Although the United States Court of Appeals for the Fourth Circuit (jurisdiction over North Carolina, South Carolina, Virginia, West Virginia, and Maryland) has yet to decide if a medical residency program is subject to Title IX, in Preston v. Virginia ex rel. New River Cmty. Coll., 31 F.3d 203, 206 (4th Cir. 1994), that court allowed an employee to sue his/her employer under Title IX for alleged gender discrimination, suggesting that such private causes of action are not preempted by Title VII in this state. Specifically, the Preston Court explained that Title IX’s implied private right of action “extends to employment discrimination on the basis of gender by educational institutions receiving federal funds,” and that “[r]etaliation against an employee for filing a claim of gender discrimination is prohibited under Title IX.”

This is significant because, in North Carolina, employees suing their employers under Title VII must first exhaust their administrative remedies with the Equal Employment Opportunity Commission by filing charges of discrimination within 180 days of their employers’ last alleged acts of prohibited conduct. In contrast, Title IX allows employees three years to file suit in North Carolina, and contains no such administrative exhaustion requirement. This makes it that much easier for a medical resident to directly sue his/her hospital-employer for sexual harassment, discrimination, and/or retaliation.

Title IX Requirements. Given that Title IX could apply to medical residency programs in this state, private hospitals operating such programs might want to consult with counsel to determine if they should come into compliance with Title IX’s numerous regulations. The Department of Education has published helpful guidance to schools outlining several of Title IX’s procedural requirements. Among the requirements, Title IX mandates adoption and publication of grievance procedures that provide prompt and equitable resolution of complaints alleging violations of Title IX. The complainant should be afforded the right to adequate, reliable, and impartial investigation of complaints.

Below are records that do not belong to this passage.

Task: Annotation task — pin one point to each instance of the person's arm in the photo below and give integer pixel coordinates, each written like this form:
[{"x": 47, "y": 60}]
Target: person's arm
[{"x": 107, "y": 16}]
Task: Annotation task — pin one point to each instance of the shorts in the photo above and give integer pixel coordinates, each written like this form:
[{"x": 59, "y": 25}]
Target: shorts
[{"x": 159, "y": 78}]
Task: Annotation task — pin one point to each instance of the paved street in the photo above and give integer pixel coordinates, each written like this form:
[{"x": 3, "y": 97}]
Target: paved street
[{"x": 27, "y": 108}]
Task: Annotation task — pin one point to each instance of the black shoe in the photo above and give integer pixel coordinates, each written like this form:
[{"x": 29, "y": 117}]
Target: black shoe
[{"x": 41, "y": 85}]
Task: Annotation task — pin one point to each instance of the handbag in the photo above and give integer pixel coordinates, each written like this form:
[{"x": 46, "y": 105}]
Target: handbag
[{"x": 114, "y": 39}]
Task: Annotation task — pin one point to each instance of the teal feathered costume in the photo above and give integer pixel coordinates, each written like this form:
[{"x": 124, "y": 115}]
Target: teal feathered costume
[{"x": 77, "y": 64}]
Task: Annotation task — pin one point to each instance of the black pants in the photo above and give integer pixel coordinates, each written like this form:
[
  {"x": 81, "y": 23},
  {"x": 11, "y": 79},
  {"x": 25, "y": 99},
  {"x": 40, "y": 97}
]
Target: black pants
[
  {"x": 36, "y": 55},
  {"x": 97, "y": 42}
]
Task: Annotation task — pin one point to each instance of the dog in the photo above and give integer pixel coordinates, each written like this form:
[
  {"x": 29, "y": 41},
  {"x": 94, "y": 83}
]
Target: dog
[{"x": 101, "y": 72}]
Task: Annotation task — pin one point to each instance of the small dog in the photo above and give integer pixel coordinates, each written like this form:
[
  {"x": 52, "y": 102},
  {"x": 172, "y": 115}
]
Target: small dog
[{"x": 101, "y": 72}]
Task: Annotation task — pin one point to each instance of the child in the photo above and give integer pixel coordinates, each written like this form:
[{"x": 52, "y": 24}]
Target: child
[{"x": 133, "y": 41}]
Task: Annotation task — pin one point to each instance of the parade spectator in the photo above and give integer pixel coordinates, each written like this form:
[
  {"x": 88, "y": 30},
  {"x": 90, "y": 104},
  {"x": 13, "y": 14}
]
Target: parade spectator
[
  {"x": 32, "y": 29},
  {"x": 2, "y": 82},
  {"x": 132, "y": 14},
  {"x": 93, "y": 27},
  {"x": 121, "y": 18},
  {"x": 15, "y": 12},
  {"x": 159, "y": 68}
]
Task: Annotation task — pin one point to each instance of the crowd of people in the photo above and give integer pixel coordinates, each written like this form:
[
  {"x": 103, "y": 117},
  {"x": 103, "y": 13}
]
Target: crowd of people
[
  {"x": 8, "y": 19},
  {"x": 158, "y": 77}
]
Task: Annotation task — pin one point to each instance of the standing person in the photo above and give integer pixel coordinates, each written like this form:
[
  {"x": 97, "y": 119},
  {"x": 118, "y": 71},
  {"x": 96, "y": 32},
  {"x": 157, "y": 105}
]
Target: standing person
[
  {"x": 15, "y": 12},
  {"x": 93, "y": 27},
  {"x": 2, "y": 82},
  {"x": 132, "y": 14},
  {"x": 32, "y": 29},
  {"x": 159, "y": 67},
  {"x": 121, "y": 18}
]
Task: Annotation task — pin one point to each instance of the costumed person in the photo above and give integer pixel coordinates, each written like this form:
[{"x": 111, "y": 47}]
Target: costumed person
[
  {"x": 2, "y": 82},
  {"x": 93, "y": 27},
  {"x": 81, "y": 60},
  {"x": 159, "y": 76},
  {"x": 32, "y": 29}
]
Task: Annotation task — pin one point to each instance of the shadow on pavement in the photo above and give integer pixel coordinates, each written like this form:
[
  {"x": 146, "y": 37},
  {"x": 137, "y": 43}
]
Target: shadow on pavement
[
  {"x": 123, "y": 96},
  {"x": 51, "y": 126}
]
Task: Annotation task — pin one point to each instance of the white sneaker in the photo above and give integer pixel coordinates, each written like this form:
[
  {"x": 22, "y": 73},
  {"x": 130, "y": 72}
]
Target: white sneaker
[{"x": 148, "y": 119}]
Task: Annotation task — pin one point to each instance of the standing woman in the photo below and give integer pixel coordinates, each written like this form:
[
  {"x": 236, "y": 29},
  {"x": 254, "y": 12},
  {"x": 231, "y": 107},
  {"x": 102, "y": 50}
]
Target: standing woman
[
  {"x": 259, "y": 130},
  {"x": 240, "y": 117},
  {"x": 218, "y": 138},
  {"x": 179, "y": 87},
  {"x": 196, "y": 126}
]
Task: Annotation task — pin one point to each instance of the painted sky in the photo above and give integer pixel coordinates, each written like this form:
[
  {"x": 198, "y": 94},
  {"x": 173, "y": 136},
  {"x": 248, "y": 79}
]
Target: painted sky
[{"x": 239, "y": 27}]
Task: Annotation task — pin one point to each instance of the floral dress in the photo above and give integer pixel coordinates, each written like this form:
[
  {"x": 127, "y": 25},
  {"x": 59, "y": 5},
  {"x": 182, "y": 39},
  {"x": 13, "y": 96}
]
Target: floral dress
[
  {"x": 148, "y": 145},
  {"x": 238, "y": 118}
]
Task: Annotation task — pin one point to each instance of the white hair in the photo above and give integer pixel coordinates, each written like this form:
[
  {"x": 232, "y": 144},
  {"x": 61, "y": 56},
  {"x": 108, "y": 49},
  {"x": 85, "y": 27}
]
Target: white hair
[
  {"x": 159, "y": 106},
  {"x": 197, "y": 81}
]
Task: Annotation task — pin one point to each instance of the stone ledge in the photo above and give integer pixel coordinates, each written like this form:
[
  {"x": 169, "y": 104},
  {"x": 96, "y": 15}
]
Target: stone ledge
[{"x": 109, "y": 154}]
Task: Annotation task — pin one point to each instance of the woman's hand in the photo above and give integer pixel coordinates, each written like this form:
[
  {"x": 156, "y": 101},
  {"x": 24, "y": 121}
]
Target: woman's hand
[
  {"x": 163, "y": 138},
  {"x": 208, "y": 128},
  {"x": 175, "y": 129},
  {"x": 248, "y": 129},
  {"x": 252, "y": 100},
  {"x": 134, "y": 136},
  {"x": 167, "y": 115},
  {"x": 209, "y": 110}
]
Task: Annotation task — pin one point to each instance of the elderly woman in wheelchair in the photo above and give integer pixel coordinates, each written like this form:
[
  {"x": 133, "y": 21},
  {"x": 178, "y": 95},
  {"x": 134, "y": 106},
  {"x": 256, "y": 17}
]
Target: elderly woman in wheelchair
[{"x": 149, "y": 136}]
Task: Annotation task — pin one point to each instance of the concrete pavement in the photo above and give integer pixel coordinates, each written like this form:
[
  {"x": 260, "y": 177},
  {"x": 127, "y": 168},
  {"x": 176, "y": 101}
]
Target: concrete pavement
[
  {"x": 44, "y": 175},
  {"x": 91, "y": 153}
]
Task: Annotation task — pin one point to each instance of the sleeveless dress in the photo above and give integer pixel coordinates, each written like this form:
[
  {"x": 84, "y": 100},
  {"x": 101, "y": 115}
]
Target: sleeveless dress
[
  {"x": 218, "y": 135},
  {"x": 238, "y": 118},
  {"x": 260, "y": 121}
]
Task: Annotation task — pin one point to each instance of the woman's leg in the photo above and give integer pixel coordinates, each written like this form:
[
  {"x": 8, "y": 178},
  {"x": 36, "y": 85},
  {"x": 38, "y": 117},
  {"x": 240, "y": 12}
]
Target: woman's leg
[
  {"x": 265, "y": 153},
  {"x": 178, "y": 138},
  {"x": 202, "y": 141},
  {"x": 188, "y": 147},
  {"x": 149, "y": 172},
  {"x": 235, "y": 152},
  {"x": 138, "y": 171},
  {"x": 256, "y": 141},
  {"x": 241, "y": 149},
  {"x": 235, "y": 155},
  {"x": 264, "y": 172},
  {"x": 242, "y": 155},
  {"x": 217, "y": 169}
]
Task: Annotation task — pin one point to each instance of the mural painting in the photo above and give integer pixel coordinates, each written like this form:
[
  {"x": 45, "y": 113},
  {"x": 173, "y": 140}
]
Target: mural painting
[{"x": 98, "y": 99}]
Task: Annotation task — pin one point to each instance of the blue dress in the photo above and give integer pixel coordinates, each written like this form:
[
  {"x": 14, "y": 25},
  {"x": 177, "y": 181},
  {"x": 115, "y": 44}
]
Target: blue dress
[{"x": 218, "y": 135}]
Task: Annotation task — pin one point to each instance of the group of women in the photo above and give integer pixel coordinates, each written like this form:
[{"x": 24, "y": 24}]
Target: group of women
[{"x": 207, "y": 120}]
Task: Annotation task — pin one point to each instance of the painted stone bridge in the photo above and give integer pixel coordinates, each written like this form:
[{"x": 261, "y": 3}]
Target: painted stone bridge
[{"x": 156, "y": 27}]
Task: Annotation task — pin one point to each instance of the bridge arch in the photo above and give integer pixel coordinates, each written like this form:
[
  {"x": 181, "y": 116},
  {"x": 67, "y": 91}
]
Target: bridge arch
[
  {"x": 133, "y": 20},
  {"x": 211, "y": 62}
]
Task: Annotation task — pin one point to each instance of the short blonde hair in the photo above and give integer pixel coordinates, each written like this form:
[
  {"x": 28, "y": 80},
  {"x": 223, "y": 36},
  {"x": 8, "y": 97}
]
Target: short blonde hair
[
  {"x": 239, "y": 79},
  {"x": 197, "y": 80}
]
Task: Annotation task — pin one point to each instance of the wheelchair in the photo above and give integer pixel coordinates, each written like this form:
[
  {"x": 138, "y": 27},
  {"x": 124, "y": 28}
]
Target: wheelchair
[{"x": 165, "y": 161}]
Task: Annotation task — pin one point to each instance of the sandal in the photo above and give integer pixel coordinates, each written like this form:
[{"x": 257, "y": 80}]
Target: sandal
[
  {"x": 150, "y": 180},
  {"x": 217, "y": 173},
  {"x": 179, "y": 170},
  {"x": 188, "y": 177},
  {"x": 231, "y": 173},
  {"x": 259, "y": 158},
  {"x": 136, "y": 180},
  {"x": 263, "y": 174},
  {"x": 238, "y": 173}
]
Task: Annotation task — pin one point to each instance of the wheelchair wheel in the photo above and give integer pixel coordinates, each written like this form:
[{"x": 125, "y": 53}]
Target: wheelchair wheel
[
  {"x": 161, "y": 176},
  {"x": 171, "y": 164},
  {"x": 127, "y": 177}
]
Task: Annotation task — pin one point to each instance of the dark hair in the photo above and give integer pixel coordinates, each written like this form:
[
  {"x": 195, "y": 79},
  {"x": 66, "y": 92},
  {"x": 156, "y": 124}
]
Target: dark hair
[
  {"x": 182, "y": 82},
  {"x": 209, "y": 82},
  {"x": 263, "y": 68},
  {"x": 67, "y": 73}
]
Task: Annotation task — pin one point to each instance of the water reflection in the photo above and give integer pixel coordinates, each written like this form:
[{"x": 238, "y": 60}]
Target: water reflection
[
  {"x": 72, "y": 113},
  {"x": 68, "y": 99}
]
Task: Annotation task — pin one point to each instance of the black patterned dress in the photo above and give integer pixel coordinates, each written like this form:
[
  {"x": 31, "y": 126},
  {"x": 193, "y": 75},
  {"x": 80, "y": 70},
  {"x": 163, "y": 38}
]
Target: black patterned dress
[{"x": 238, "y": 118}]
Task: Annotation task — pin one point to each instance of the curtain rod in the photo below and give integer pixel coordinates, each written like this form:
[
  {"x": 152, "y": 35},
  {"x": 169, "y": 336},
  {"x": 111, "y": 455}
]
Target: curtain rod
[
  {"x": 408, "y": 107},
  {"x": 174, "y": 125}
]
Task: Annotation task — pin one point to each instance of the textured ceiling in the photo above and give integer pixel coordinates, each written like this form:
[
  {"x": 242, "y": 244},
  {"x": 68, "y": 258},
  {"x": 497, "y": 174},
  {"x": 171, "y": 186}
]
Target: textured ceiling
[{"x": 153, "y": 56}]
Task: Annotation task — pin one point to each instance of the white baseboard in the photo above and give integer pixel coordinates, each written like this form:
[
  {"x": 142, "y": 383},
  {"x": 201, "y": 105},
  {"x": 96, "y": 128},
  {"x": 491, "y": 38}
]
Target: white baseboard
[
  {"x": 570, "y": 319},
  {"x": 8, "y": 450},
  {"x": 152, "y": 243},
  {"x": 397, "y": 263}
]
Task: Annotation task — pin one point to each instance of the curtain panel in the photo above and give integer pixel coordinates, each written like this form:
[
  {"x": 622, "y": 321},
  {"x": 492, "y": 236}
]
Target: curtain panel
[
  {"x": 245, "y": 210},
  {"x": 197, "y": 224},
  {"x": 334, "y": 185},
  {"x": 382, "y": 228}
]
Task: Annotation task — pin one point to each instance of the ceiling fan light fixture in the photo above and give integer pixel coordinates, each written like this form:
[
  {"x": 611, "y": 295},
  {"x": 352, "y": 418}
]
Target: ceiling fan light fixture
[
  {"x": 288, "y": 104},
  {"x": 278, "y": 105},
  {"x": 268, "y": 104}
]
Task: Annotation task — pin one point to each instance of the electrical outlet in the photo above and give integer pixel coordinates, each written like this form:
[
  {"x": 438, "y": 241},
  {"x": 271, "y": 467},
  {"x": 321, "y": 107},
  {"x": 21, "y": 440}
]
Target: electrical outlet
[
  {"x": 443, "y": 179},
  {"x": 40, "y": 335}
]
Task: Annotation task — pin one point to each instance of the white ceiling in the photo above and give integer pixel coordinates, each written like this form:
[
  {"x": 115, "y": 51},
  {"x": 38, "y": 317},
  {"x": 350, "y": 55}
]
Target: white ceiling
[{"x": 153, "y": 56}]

Title IX also requires the designation of one or more employees to coordinate efforts to comply with and carry out the employer’s Title IX responsibilities. The designated employee(s) is responsible for overseeing the investigation of complaints alleging noncompliance with Title IX. All employees must be notified of the name, office address, and telephone number of the employee(s) designated to coordinate the Title IX compliance efforts. Additionally, Title IX requires that covered entities have and distribute policies against sex discrimination, and implement specific and continuing steps to notify employees that they do not discriminate on the basis of sex. A prominent statement of that non-discrimination policy must generally be published in each announcement or bulletin distributed to employees.

In summary, should Title IX apply to medical residency programs in North Carolina, compliance with the law’s numerous procedural requirements could help ensure that a hospital-employer is in an optimal position to defend against potential claims of sexual harassment, discrimination, and retaliation brought by medical residents.